Mme A soutient que :
— elle souffre d’un tassement vertébral, d’ostéoporose et d’arthrose ;
— elle doit toujours être accompagnée lors de ses déplacements et prendre une canne pour garder l’équilibre ;
— elle est en congé de grave maladie depuis 1 an.
Par un mémoire, enregistré le 12 mai 2025, le département du Doubs indique ne plus s’opposer à la demande de Mme A compte tenu de la dégradation de son état de santé.
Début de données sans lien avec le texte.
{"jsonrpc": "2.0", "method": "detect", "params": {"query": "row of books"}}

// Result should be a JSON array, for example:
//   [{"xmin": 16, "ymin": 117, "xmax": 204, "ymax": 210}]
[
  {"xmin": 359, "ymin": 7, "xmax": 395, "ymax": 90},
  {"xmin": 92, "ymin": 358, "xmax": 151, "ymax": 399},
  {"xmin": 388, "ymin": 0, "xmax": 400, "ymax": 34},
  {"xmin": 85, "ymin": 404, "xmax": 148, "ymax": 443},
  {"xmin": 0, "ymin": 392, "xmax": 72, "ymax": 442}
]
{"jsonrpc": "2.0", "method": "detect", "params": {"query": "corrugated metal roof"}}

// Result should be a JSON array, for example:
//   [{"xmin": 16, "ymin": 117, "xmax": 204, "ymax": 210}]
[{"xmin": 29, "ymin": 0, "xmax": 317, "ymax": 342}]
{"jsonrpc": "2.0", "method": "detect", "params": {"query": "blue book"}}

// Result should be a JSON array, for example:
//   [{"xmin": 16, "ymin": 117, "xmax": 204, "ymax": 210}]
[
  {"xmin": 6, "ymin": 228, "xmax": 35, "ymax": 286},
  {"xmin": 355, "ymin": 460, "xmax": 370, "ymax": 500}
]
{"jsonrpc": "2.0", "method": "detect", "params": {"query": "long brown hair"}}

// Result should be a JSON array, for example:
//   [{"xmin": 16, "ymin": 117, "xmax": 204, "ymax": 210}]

Vu les autres pièces du dossier.
Vu :
— le code de l’action sociale et des familles ;
— l’arrêté du 3 janvier 2017 relatif aux modalités d’appréciation d’une mobilité pédestre réduite et de la perte d’autonomie dans le déplacement individuel, prévues aux articles R. 241-12-1 et R. 241-20-1 du code de l’action sociale et des familles ;
— le code de justice administrative.
La présidente du tribunal a désigné M. Pernot, premier conseiller, pour statuer sur les litiges relevant de l’article R. 222-13 du code de justice administrative.
Le président de la formation de jugement a dispensé le rapporteur public, sur sa proposition, de prononcer des conclusions à l’audience.
Les parties ont été régulièrement averties du jour de l’audience.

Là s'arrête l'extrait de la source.